Local distributors are an excellent resource to help companies penetrate global markets. But the distribution of products in non-U.S. jurisdictions presents legal challenges that business owners need to consider when structuring distributor relationships.

“Local laws will differ in each jurisdiction, although the European Union has adopted various directives intended to create a consistent body of distribution laws and regulations for the member countries,” said Mary Wasik, partner, Corporate Practice Group, Levenfeld Pearlstein, LLC in Chicago. “Obtaining competent and responsive local counsel is recommended to provide the necessary guidance.”

Smart Business asked Wasik why non-competition restrictions may not be permissible overseas, how to best protect intellectual property and what to consider when terminating a foreign distributing relationship.

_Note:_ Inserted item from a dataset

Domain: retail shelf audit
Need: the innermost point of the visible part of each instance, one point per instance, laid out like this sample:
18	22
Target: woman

How should a foreign distribution network be structured?

Your decision to distribute products through third-party distributors or through sales agents will depend upon the nature of your product and the market in which it is distributed. The laws and regulations of the applicable jurisdiction may provide your distributor with certain rights and benefits and impose obligations on you, which vary with the legal structure of your relationship.

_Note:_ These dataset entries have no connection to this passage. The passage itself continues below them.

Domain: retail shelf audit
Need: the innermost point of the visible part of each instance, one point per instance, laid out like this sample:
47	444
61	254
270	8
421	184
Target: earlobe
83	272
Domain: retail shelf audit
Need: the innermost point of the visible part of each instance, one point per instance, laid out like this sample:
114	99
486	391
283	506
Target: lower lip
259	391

Can you restrict a distributor from selling competing products?

In the U.S., you may restrict a distributor from selling competing products during the period of your relationship and for some time after the relationship ends. The European Union has, however, adopted strict regulations regarding restrictions on competition. Non-competition restrictions are not permissible when they reduce the availability of competitive goods in the relevant markets where the goods are sold or purchased. If restrictions are permitted, you can prohibit a distributor from distributing competitive goods during the term of your relationship, and then only up to five years. Restrictions after termination are only permitted for up to one year, if necessary to protect your substantial and indispensable techniques and know-how. It is not an infringement of EU regulations if you require that nonpublic proprietary information be kept confidential. The decision to impose a restrictive covenant and the likelihood of enforceability should be addressed with local counsel, particularly if there is a risk that information, techniques and knowhow given to a distributor might be shared with a competitor.

What should be considered before a distribution relationship is terminated?

The laws of foreign jurisdictions will sometimes impose legal requirements on the manner in which your distribution relationship can be terminated. The distributor may also be entitled to monetary entitlements. For example, under the EU agency regulations, the activities of the agent may be considered to have contributed to your good will and, therefore, unless appropriately addressed in your distributor agreement, the agent could arguably be entitled to compensation for the loss of future commissions. Further, under certain circumstances, EU agency regulations might require a minimum of three months notice of termination. If you and your distributor continue to perform under an expired agreement, a question could arise as to whether you or the distributor intended the agreement to continue for an indefinite term. In Middle Eastern jurisdictions, local recordation requirements could cause the distributor to obtain affirmative distribution rights, which could interfere with your ability to subsequently appoint other distributors.

What steps should be taken to protect intellectual property?

Filings for local trademark and patent protections are obvious first steps in preserving your intellectual property in foreign jurisdictions. Provisions in contracts that affirm your interest in IP are also necessary, but sometimes a distributor will also want to use the name of the product or manufacturing company in its business name. If this is acceptable, address this issue by the grant of a license to the distributor to use the name and require that such use ceases if your relationship ends. Police the use of your trademarks in all potentially applicable classes. If trademark registrations have not been made, sometimes the distributor will make filings in its own name. Further, such filings could be in different trademark classes that could be of value at some point in the future.

What law should govern the agreement between a product owner and distributor?

Any well-established body of law can be selected to govern your distributor relationship, but of primary importance is the question of whether a judgment issued by a court in the governing jurisdiction will be recognized and enforced by a court in the jurisdiction where the distributor is located. Some jurisdictions, particularly in the Middle East and Asia, will more readily enforce an arbitration ruling by an international arbitration body, so disputes may be best resolved through arbitration.